Our review of the record reveals that the court’s order that the defendant maintain fife insurance lacks a reasonable basis in the facts. There was no evidence that the defendant had a fife insurance policy at the time of the dissolution, nor was there any evidence of his insurability or the cost of the insurance as of that time. The only testimony regarding insurance was the plaintiffs testimony that the defendant had a $100,000 life insurance policy prior to the separation of the parties. We therefore conclude that the court did not have sufficient evidence before it that would create a proper foundation for the order to provide life insurance.

On appeal, the plaintiff concedes that the life insurance order was improper, but contends that it is not necessary to remand this matter for a new trial on all financial issues because she is willing to withdraw any claim for life insurance. We do not agree.

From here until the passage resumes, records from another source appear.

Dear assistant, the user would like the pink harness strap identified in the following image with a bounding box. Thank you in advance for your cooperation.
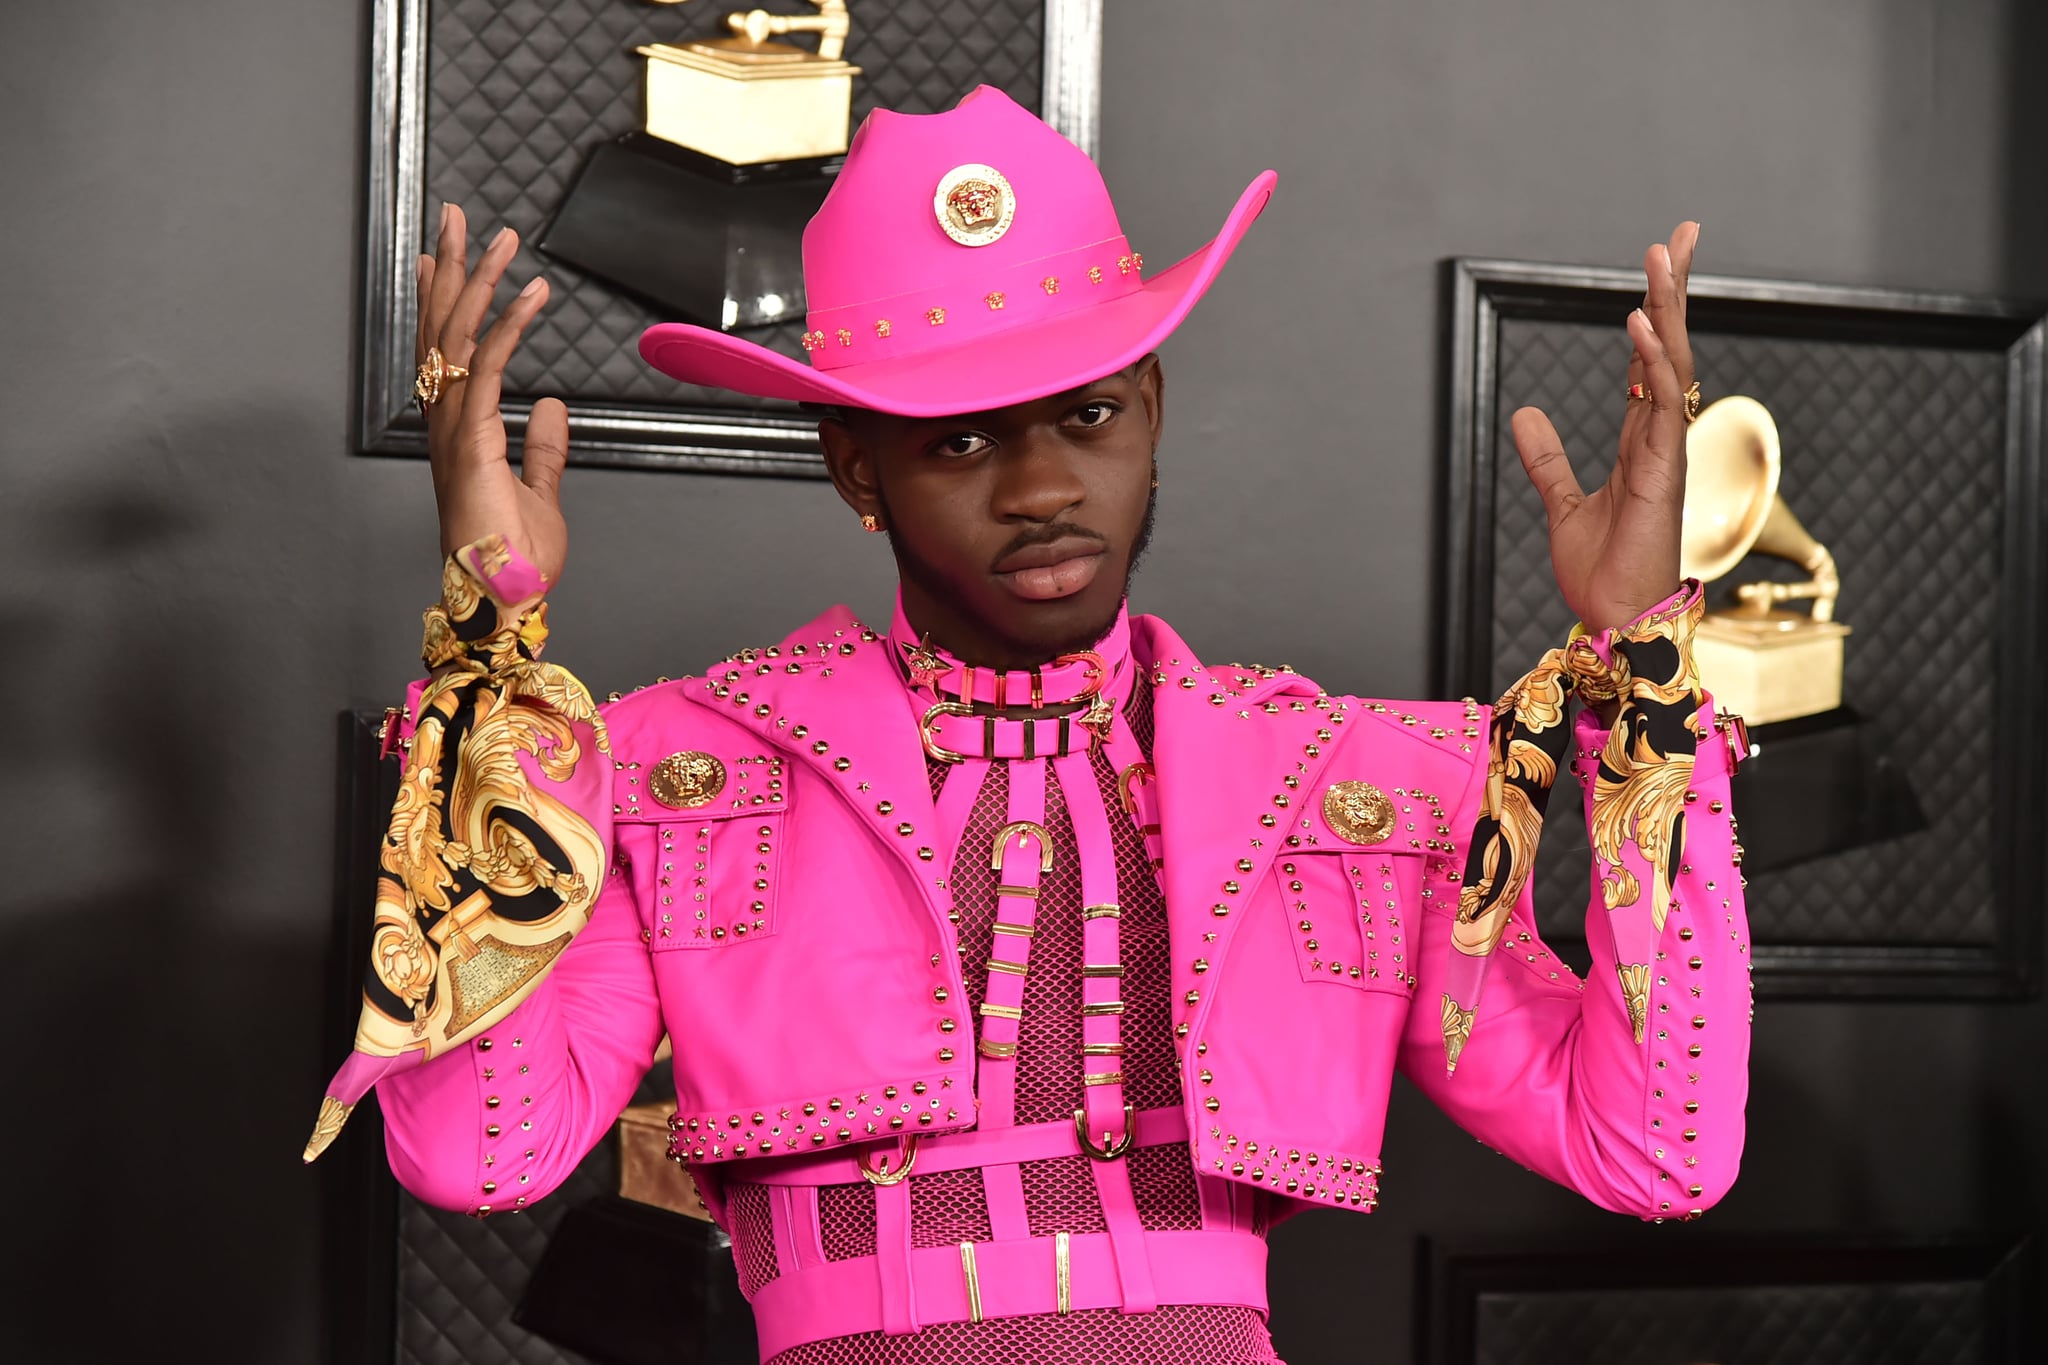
[875,1178,918,1335]
[1056,740,1156,1312]
[740,1107,1190,1187]
[973,756,1049,1248]
[893,643,1111,708]
[975,756,1047,1134]
[756,603,1219,1356]
[747,1228,1270,1361]
[923,709,1106,761]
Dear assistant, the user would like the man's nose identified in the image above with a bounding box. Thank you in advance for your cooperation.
[990,431,1085,522]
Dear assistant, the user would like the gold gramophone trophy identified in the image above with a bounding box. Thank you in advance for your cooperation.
[536,2,860,330]
[638,1,860,166]
[1675,396,1926,873]
[1681,395,1852,726]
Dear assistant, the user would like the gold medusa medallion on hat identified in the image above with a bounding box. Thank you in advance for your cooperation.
[933,162,1016,247]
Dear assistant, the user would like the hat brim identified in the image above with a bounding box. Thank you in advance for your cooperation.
[637,171,1277,419]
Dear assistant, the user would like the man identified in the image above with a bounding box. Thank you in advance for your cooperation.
[307,88,1750,1364]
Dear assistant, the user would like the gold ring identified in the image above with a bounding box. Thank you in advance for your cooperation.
[1683,380,1702,423]
[1626,382,1649,401]
[413,346,471,414]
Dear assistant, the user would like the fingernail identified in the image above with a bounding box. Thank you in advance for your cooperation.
[519,276,545,298]
[439,201,451,233]
[492,225,514,250]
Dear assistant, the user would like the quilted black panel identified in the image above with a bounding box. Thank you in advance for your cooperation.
[395,1057,691,1363]
[1473,1279,1989,1365]
[399,1138,619,1365]
[425,0,1044,408]
[1486,318,2007,947]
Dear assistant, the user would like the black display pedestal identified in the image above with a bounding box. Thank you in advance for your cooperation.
[515,1195,758,1365]
[539,132,841,330]
[1728,705,1927,873]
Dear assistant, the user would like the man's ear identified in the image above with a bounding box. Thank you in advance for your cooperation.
[1134,352,1166,454]
[817,415,882,522]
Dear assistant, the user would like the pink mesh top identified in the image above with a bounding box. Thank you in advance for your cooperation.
[721,682,1285,1365]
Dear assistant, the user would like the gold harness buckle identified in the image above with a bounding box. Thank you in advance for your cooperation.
[1073,1102,1136,1161]
[1715,707,1753,773]
[919,700,977,764]
[857,1135,920,1186]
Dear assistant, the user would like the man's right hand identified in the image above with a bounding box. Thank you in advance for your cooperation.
[418,202,569,585]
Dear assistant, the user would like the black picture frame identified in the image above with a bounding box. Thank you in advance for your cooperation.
[1417,1234,2037,1365]
[353,0,1105,478]
[1439,259,2048,1000]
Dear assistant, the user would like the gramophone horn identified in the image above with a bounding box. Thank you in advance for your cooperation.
[1679,395,1781,582]
[1680,395,1840,622]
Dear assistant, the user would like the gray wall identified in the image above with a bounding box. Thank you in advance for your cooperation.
[1,1,2039,1360]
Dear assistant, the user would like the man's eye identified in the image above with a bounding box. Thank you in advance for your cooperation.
[934,432,993,458]
[1072,402,1119,428]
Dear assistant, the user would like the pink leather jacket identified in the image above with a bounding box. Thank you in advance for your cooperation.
[356,577,1753,1247]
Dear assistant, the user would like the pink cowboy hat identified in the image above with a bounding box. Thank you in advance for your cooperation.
[638,86,1277,417]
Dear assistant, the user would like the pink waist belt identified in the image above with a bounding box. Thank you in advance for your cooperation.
[747,1227,1270,1360]
[722,1105,1272,1359]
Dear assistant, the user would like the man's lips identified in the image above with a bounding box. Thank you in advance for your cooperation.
[991,537,1107,601]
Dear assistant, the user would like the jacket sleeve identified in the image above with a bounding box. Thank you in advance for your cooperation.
[304,535,664,1218]
[1398,586,1753,1220]
[375,866,663,1215]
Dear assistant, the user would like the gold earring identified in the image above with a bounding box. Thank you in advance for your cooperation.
[860,513,883,532]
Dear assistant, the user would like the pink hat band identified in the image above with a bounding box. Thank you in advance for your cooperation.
[638,86,1276,418]
[800,236,1143,371]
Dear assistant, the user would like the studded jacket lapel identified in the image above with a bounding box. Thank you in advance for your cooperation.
[682,606,948,922]
[1136,617,1350,1021]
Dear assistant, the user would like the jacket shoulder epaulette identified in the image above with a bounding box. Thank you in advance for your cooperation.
[1345,695,1490,755]
[592,606,880,813]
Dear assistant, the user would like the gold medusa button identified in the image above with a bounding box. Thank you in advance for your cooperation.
[649,751,727,810]
[1322,780,1395,846]
[934,163,1016,247]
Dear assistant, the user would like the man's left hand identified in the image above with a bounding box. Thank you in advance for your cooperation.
[1512,222,1699,634]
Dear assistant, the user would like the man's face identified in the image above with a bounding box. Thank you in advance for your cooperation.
[818,356,1165,669]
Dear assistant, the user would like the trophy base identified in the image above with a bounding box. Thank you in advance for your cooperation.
[1727,705,1927,874]
[516,1194,758,1365]
[537,133,839,330]
[617,1100,710,1220]
[639,42,858,166]
[1694,609,1852,726]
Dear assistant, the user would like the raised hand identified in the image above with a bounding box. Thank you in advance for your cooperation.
[1511,222,1699,634]
[417,203,570,584]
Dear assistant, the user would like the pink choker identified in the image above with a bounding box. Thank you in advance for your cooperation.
[886,598,1138,765]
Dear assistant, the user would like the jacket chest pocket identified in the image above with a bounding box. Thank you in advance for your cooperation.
[1272,848,1421,994]
[620,801,790,952]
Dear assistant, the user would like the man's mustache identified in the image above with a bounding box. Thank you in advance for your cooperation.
[991,523,1109,563]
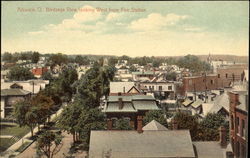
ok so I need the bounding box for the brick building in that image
[182,74,218,95]
[229,91,248,158]
[102,95,159,130]
[32,67,48,78]
[217,65,248,88]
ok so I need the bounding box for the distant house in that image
[1,89,31,118]
[89,120,233,158]
[102,95,159,130]
[132,71,155,81]
[32,67,48,78]
[1,79,49,95]
[109,82,144,96]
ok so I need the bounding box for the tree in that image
[75,55,90,65]
[143,110,168,127]
[57,67,78,102]
[13,100,38,137]
[57,101,82,143]
[165,72,177,81]
[36,130,63,158]
[13,100,30,127]
[49,53,68,66]
[30,93,55,127]
[195,113,229,141]
[170,112,199,139]
[2,52,13,62]
[7,66,35,81]
[176,55,211,73]
[76,108,106,149]
[32,52,40,63]
[42,71,53,80]
[113,118,132,130]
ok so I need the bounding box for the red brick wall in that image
[217,66,247,88]
[228,92,247,158]
[182,75,218,93]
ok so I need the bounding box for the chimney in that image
[118,92,121,96]
[137,116,143,133]
[123,87,125,93]
[219,126,227,147]
[172,119,178,130]
[118,98,123,109]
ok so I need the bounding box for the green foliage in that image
[195,113,228,141]
[77,64,115,108]
[108,57,118,66]
[143,110,168,127]
[54,67,78,102]
[58,102,105,149]
[176,55,211,73]
[31,52,40,63]
[42,71,53,80]
[165,72,177,81]
[2,52,16,62]
[36,130,63,158]
[74,55,90,65]
[7,66,35,81]
[13,93,55,136]
[171,112,229,141]
[49,53,68,66]
[113,118,132,130]
[171,112,199,139]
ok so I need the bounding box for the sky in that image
[1,1,249,57]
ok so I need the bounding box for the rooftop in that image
[1,89,31,96]
[89,130,195,158]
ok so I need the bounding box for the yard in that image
[0,124,30,153]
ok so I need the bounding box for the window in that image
[236,117,239,134]
[241,119,245,137]
[152,86,154,90]
[168,86,172,90]
[159,86,162,91]
[218,74,220,78]
[189,80,192,86]
[210,80,214,84]
[231,115,234,130]
[226,73,228,78]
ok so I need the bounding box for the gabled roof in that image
[109,82,135,93]
[1,89,31,96]
[142,120,168,131]
[89,130,195,158]
[193,141,232,158]
[182,99,193,107]
[191,100,203,108]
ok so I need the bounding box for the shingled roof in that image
[89,130,195,158]
[142,120,168,131]
[1,89,31,96]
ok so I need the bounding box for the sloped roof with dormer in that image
[103,95,159,113]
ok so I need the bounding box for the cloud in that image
[129,13,189,31]
[28,31,44,35]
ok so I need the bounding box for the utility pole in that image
[204,72,207,103]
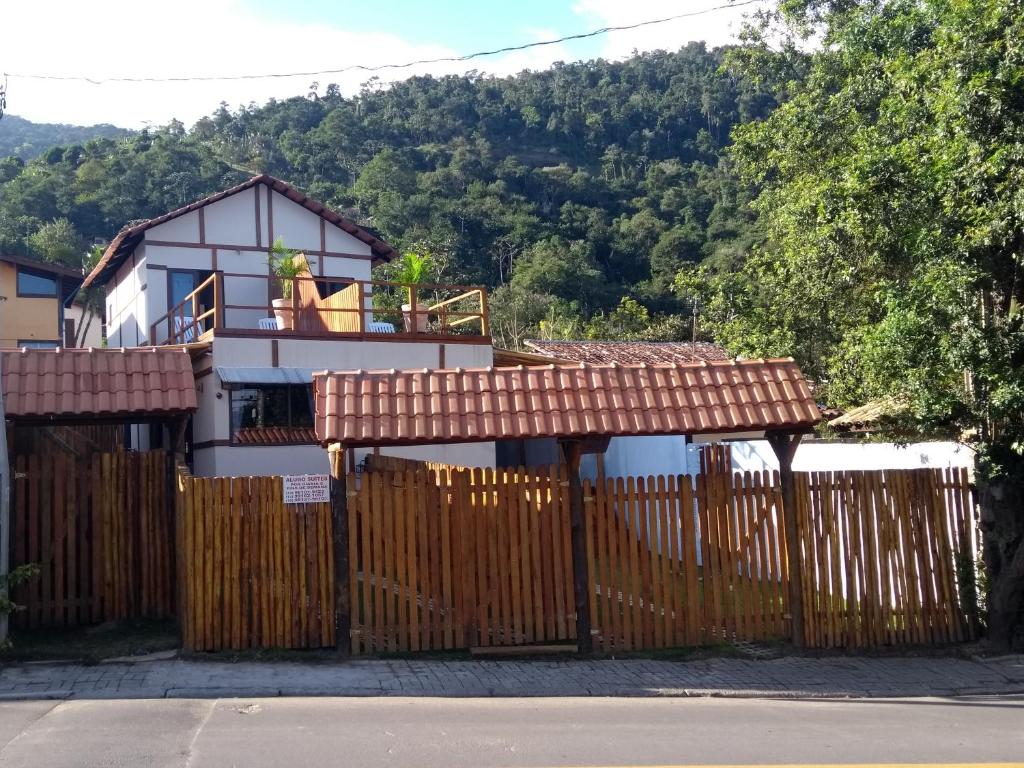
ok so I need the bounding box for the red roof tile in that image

The court ordered the life insurance for the benefit of the children, who were represented by court-appointed counsel. Under these circumstances, the plaintiff does not have standing to act on behalf of the children. Lord *339v. Lord, 44 Conn. App. 370, 375, 689 A.2d 509, cert. denied, 241 Conn. 913, 696 A.2d 985 (1997).

“The issues involving financial orders are entirely interwoven. The rendering of a judgment in a complicated dissolution case is a carefully crafted mosaic, each element of which may be dependent on the other.” (Internal quotation marks omitted.) Papa v. Papa, supra, 55 Conn. App. 51. Under the circumstances here, we therefore must remand this matter for a new trial on all financial issues.

The judgment is reversed as to the financial orders only and the case is remanded for a new trial on all financial issues.

In this opinion the other judges concurred.

The defendant raises several other challenges. His claim that the court should have recused itself is moot pursuant to General Statutes § 51-183c, which requires that a different judge preside at the new trial. In addition, the defendant at oral argument abandoned his claim under § 12132 of the Americans with Disabilities Act, 42 U.S.C. § 12101 et seq., which was not raised at trial. Because we agree with the defendant on the life insurance issue and therefore reverse the court’s financial orders and remand this case for a new trial, we need not address these other claims.